La grande inconnue sera l’investissement des entreprises. Celui-ci dépend toujours et d’abord de la demande anticipée (effet dit d’accélérateur) et ne se réalise complètement que si les conditions financières le permettent. La demande globale adressée aux entreprises va se maintenir à un niveau bas. Les entreprises ne devraient donc pas se précipiter pour accroître leurs dépenses en capital même si les conditions financières sont très favorables. En effet, le double effet CICE-baisse de charges va doper le taux de marge des entreprises.

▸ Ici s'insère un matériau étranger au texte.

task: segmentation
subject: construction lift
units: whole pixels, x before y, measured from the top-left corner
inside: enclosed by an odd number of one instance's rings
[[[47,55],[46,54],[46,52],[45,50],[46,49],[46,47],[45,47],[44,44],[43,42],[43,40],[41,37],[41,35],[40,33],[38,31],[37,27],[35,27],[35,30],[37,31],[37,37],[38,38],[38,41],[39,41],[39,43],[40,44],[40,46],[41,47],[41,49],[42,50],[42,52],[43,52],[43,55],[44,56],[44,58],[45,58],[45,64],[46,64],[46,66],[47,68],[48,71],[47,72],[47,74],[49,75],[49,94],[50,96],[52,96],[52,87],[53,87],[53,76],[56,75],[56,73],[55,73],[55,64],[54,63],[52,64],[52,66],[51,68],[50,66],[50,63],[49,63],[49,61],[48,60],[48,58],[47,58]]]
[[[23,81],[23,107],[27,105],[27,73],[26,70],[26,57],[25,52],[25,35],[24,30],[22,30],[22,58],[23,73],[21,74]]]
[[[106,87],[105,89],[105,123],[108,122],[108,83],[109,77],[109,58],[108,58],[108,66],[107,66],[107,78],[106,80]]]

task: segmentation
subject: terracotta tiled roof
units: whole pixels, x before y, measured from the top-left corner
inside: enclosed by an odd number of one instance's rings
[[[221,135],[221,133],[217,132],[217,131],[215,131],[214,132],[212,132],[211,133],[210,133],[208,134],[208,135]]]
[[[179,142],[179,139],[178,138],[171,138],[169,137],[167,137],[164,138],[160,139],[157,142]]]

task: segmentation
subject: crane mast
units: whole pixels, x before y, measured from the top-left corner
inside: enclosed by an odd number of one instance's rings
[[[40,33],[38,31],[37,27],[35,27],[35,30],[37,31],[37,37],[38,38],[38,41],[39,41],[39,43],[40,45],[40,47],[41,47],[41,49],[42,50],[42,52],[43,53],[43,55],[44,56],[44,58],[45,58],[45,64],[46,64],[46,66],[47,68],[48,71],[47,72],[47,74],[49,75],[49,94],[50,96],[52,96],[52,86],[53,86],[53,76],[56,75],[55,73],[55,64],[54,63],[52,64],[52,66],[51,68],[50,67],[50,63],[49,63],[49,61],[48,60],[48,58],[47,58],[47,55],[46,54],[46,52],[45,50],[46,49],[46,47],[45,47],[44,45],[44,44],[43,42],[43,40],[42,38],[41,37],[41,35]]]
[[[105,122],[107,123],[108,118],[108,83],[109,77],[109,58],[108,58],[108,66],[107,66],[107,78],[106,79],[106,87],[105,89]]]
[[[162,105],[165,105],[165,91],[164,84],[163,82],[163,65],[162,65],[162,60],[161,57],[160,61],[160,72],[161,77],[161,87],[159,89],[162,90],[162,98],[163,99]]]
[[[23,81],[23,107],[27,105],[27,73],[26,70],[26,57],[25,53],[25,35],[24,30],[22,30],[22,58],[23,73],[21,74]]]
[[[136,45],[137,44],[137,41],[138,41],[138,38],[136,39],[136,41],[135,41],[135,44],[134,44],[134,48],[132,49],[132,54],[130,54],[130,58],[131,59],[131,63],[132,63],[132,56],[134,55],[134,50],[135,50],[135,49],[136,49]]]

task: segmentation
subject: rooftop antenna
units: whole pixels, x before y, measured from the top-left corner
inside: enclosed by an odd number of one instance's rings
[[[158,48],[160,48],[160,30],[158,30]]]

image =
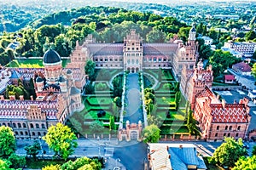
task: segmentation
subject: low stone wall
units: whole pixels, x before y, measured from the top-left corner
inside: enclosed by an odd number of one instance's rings
[[[122,93],[122,108],[120,111],[120,120],[119,120],[119,129],[123,128],[123,122],[124,122],[124,110],[125,110],[125,97],[126,93],[126,76],[127,74],[124,72],[124,85],[123,85],[123,93]]]
[[[142,93],[142,100],[143,100],[143,118],[144,118],[144,127],[148,126],[148,120],[147,120],[147,110],[145,108],[145,100],[144,100],[144,83],[143,83],[143,74],[141,73],[141,93]]]
[[[241,86],[212,86],[212,90],[241,90],[242,87]]]

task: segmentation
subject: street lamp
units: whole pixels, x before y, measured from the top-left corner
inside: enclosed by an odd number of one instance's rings
[[[118,162],[121,162],[121,160],[119,158],[117,158],[115,160],[115,167],[118,167],[117,164],[118,164]]]
[[[40,150],[41,150],[41,154],[42,154],[42,157],[43,157],[43,154],[44,154],[44,153],[43,153],[43,148],[42,148],[42,143],[41,143],[42,137],[39,136],[38,139],[39,139]]]

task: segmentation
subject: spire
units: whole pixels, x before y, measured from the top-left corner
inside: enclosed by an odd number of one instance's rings
[[[195,41],[195,34],[196,34],[196,30],[195,30],[195,25],[193,23],[192,28],[189,31],[189,41]]]

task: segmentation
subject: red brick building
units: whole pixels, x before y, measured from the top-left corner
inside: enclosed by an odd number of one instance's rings
[[[246,138],[251,121],[248,99],[227,104],[210,89],[213,76],[212,66],[203,69],[202,62],[194,71],[183,68],[181,91],[188,99],[198,121],[202,137],[208,141],[224,137]]]

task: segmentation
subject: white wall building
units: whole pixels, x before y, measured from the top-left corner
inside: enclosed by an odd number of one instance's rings
[[[256,51],[255,42],[233,42],[232,41],[229,41],[228,42],[224,42],[224,47],[241,53],[244,57],[252,57],[253,53]]]
[[[205,41],[206,45],[212,45],[212,39],[209,37],[203,36],[200,37],[201,39],[203,39]]]

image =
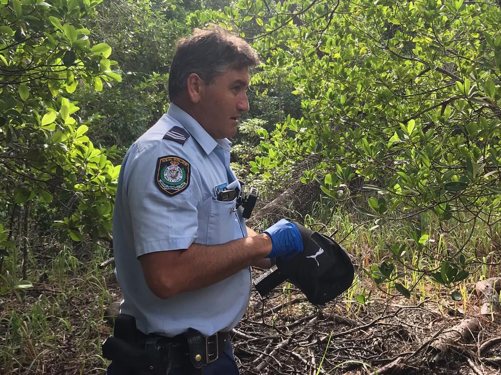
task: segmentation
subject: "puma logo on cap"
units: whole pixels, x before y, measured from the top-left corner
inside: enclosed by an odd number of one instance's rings
[[[317,260],[317,257],[319,255],[320,255],[321,254],[324,254],[324,249],[323,249],[322,248],[320,248],[318,250],[318,251],[317,252],[317,254],[316,254],[315,255],[311,255],[309,256],[307,256],[306,258],[313,258],[313,259],[314,259],[315,261],[316,262],[317,262],[317,265],[319,267],[320,267],[320,264],[318,262],[318,260]]]

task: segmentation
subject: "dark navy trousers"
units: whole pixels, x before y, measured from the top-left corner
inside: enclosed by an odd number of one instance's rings
[[[117,368],[112,362],[108,368],[106,375],[137,375],[128,372],[123,374],[122,370]],[[185,375],[179,368],[174,368],[172,375]],[[228,340],[228,344],[219,354],[217,360],[203,367],[203,375],[238,375],[238,368],[233,355],[231,342]]]

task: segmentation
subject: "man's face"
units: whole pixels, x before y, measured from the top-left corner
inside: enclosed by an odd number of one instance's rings
[[[236,133],[242,114],[249,110],[248,86],[248,70],[244,68],[229,70],[204,87],[199,102],[203,115],[198,120],[213,138],[229,138]]]

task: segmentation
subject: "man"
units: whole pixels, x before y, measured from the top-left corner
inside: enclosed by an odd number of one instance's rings
[[[199,367],[205,375],[237,374],[227,332],[247,308],[250,266],[269,267],[270,258],[303,250],[295,226],[282,220],[258,234],[236,198],[218,194],[240,188],[227,138],[249,110],[248,69],[259,64],[244,40],[218,28],[180,40],[169,78],[172,104],[122,165],[113,216],[121,316],[135,318],[135,337],[169,338],[173,374]],[[200,352],[193,342],[202,343]],[[113,359],[109,374],[165,374]]]

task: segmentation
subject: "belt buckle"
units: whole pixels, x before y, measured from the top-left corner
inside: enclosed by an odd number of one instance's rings
[[[205,360],[207,364],[212,363],[219,358],[219,347],[217,342],[217,333],[205,338]]]

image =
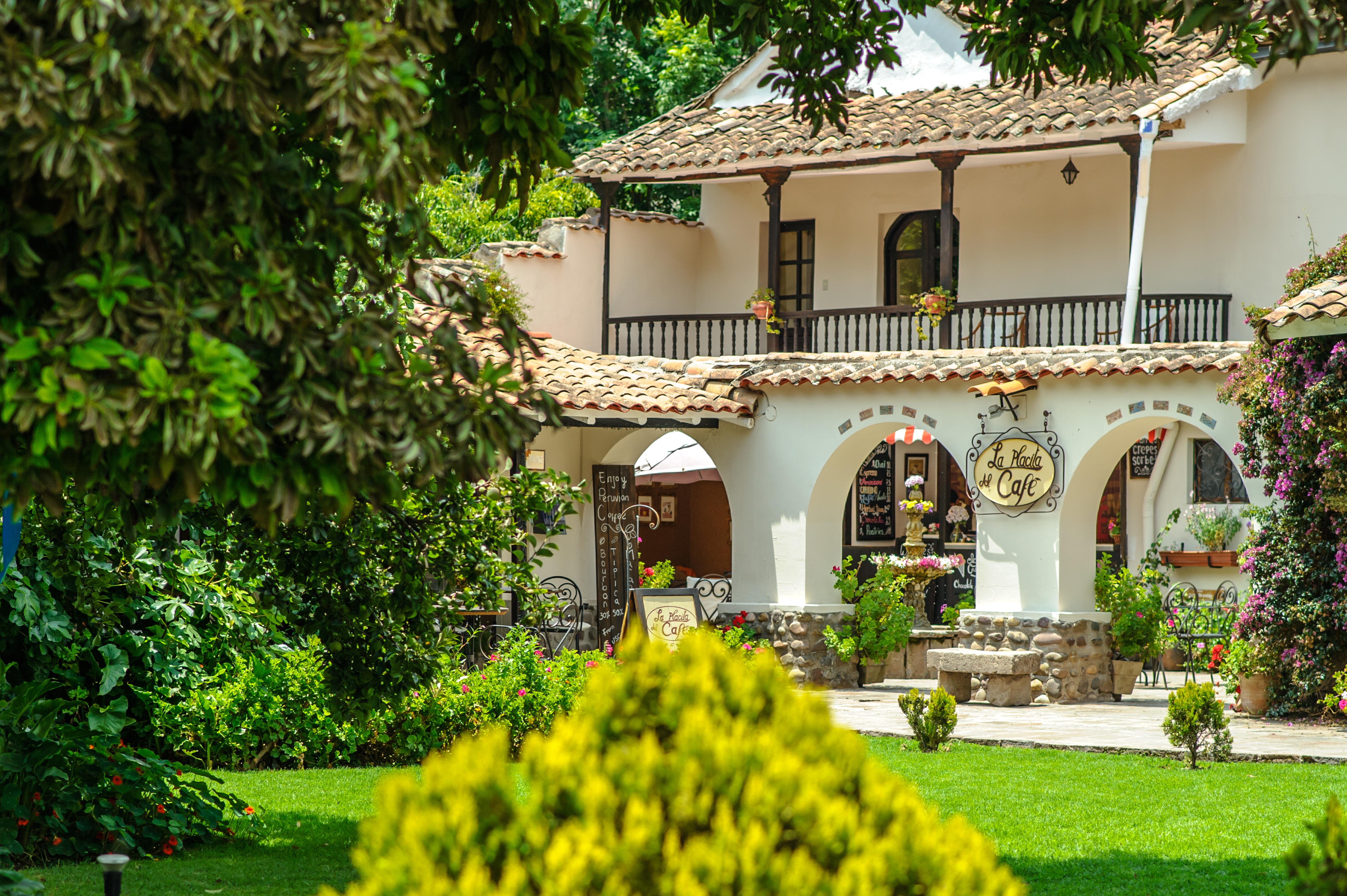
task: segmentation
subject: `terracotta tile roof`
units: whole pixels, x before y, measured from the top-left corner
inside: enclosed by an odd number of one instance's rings
[[[585,214],[574,218],[546,218],[540,230],[546,230],[548,225],[563,226],[570,230],[598,230],[599,210],[586,209]],[[676,214],[664,214],[663,212],[628,212],[625,209],[613,209],[614,218],[625,218],[626,221],[645,221],[645,222],[660,222],[660,224],[682,224],[686,228],[699,228],[700,221],[687,221],[678,217]]]
[[[1323,283],[1301,290],[1300,295],[1263,315],[1257,329],[1262,335],[1269,327],[1282,327],[1292,321],[1340,317],[1347,317],[1347,276],[1328,278]]]
[[[446,309],[418,303],[414,318],[434,330],[451,315]],[[506,361],[490,333],[466,333],[461,340],[482,358]],[[597,354],[552,338],[539,338],[536,345],[537,354],[527,362],[533,383],[568,411],[753,415],[757,395],[733,383],[746,366],[740,362],[723,369],[718,358],[667,361]]]
[[[1157,342],[1122,349],[1117,345],[1052,349],[951,349],[853,354],[768,354],[741,358],[740,385],[818,385],[924,380],[989,380],[1131,373],[1230,371],[1250,342]],[[729,365],[731,358],[718,358]]]
[[[792,167],[839,154],[915,156],[940,150],[925,144],[946,140],[1005,146],[1039,143],[1053,133],[1082,139],[1090,128],[1126,125],[1140,116],[1164,112],[1218,78],[1241,71],[1226,54],[1207,58],[1211,35],[1176,38],[1154,30],[1152,38],[1154,82],[1063,85],[1037,97],[1005,85],[858,97],[847,102],[847,133],[824,127],[818,135],[793,117],[789,104],[711,109],[704,105],[710,102],[707,94],[702,104],[675,108],[581,155],[574,170],[579,175],[613,175],[687,168],[686,174],[692,175],[698,168],[718,166]],[[909,150],[902,152],[904,147]]]

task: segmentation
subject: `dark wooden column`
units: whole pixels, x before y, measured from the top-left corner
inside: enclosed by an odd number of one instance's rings
[[[954,292],[954,170],[963,162],[958,152],[931,156],[931,164],[940,168],[940,288]],[[950,348],[951,323],[948,315],[940,321],[940,348]]]
[[[599,181],[594,185],[598,193],[598,224],[603,228],[603,334],[599,338],[599,352],[607,354],[607,319],[609,319],[609,271],[612,269],[613,255],[613,197],[618,185],[612,181]]]
[[[1137,181],[1141,177],[1141,135],[1118,137],[1118,146],[1122,147],[1122,151],[1127,154],[1127,170],[1130,171],[1130,181],[1131,181],[1131,189],[1129,191],[1129,199],[1127,199],[1127,252],[1131,252],[1133,230],[1137,226]],[[1142,278],[1145,278],[1145,272],[1142,272]],[[1142,287],[1141,291],[1145,292],[1145,287]],[[1137,298],[1140,300],[1141,296]],[[1140,313],[1137,314],[1137,321],[1141,321]],[[1138,333],[1133,333],[1133,335],[1130,335],[1129,338],[1136,341],[1138,335],[1140,335]],[[1123,341],[1125,340],[1119,333],[1118,342]],[[1126,540],[1126,535],[1123,535],[1123,540]]]
[[[766,288],[772,290],[773,309],[781,307],[781,185],[788,177],[789,168],[768,168],[762,172],[762,182],[766,183],[762,193],[766,199]],[[779,352],[780,348],[781,337],[768,333],[766,350]]]

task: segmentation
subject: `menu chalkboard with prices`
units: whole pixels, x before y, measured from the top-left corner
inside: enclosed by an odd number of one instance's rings
[[[855,474],[857,538],[893,540],[893,446],[881,442]]]

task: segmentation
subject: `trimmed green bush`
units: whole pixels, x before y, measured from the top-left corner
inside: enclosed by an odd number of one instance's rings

Celui ci reviendra, en 2019, à un niveau très proche de ses plus hauts historiques. Sera-ce suffisant pour créer un boom de l’investissement ? Les entreprises semblent y croire comme le montre l’enquête sur l’investissement dans l’industrie de janvier. Les dépenses des entreprises devraient augmenter de 10% en 2019 après avoir été stables en 2018. Le détail de l’enquête suggère une forte hausse de la demande interne et externe, ce qui me parait être très excessif.

J’ai du mal à anticiper une reprise de l’investissement si la croissance et l’environnement économique sont peu dynamiques. En effet, si la situation reste incertaine, la hausse des dépenses en capital ne sera pas efficace et c’est pour cela que le chef d’entreprise préférera reporter ses dépenses en capital.

En d’autres termes, le chiffre de croissance sera plus proche de 0.3% que de 0.4% dans les prochains mois.